Kazakh wheat is losing competitiveness in foreign markets, and also within the country due to high production costs. Farmers are suffering losses and are wondering where to get money to implement advanced agricultural technologies that will allow them to increase yields and avoid ruin. And at this moment, individual hotheads periodically throw ideas into the information space about introducing an export duty on wheat. Recently this proposal was voiced again.
Why at the moment these words no longer sound just like stupidity, but like economic sabotage, let’s figure it out together.
The initiators of this idea are haunted by the thought that the countries of Central Asia (primarily Uzbekistan) are developing their own flour-milling industry by processing Kazakh wheat. They believe that Kazakh grain should be made expensive for neighbors, thus forcing them to purchase flour from Kazakhstan, the export of which will not be subject to duty.
It is proposed to set the duty at 20%. At the current price level, it's about $50.
However, this proposal looks at least naive, since it is based on the assumption that Central Asia has no other sources of grain other than Kazakhstan.
Yes, indeed, now the supply of wheat from Russia to Central Asia does not make economic sense, but only for one reason - Russian grain is subject to duty (its amount, by the way, is only $30 per ton), but Kazakh grain is not.
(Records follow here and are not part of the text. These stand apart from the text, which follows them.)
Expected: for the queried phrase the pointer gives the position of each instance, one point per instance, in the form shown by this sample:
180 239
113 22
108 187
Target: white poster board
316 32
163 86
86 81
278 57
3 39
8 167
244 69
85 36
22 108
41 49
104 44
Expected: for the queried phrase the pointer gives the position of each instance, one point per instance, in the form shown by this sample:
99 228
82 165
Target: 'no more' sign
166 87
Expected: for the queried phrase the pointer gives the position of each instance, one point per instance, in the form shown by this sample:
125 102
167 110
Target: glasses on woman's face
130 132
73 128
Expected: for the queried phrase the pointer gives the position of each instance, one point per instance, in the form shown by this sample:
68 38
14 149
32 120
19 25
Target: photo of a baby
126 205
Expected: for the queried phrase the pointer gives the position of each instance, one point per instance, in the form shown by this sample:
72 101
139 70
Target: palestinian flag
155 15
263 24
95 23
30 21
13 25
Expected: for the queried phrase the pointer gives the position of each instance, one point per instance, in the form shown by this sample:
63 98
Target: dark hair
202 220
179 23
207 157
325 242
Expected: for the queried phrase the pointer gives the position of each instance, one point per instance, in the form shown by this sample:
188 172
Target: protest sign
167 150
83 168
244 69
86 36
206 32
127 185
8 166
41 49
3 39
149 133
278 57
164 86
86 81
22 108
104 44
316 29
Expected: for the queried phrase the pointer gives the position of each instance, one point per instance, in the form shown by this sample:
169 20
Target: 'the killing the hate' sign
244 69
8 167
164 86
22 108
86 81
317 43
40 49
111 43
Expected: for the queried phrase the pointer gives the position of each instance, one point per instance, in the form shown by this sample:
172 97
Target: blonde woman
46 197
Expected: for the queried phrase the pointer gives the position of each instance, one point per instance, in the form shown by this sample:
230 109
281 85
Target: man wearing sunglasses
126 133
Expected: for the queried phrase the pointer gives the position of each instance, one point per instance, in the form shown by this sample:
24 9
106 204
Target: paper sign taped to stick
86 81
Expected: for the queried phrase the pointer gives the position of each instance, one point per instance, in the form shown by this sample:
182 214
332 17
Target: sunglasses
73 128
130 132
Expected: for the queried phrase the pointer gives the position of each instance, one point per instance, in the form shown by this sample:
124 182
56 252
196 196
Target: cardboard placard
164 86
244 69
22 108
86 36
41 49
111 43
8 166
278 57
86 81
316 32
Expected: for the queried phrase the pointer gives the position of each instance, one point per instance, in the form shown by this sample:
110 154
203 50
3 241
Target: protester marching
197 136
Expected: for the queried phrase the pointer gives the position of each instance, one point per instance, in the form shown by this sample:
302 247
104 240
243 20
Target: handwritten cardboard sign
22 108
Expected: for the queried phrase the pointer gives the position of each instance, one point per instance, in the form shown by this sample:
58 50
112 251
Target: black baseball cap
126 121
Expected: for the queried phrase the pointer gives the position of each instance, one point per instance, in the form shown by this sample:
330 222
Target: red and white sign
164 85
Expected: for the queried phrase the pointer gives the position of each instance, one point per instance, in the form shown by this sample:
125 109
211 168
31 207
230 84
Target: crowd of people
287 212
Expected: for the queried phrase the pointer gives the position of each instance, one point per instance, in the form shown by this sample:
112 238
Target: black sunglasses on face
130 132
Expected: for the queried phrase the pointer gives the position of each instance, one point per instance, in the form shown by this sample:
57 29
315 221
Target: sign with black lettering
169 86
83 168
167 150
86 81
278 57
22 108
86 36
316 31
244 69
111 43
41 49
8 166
Thanks to this, our grain is cheaper than Russian grain, and Central Asia buys it.
What will happen if a duty is introduced on the export of Kazakh wheat? It’s very simple - Russian grain will become cheaper, even taking into account the costs of transit through the territory of Kazakhstan. And Uzbekistan, instead of buying Kazakh flour, will begin to buy and process Russian wheat.
In this case, Kazakh grain exporters will have only one choice - to reduce the price of grain purchases on the domestic market of Kazakhstan by the same $50 per ton in order to offer grain to Central Asia at the same price. This means our farmers will begin to lose more than 20 thousand tenge per ton. If today they sell high-quality grain, conditionally, at 130 thousand tenge/ton, then tomorrow they can only count on 105-110 thousand. This means minus 20% of profitability just out of the blue.
We saw a similar example with the introduction of an export duty on sunflower - after that, the price of sunflower seeds fell by exactly the same 100 euros per ton, depriving farmers of part of the profit.
In the current conditions, when farmers are barely making ends meet after the problematic 2023 harvest, a further decrease in profitability could simply finish off many farms.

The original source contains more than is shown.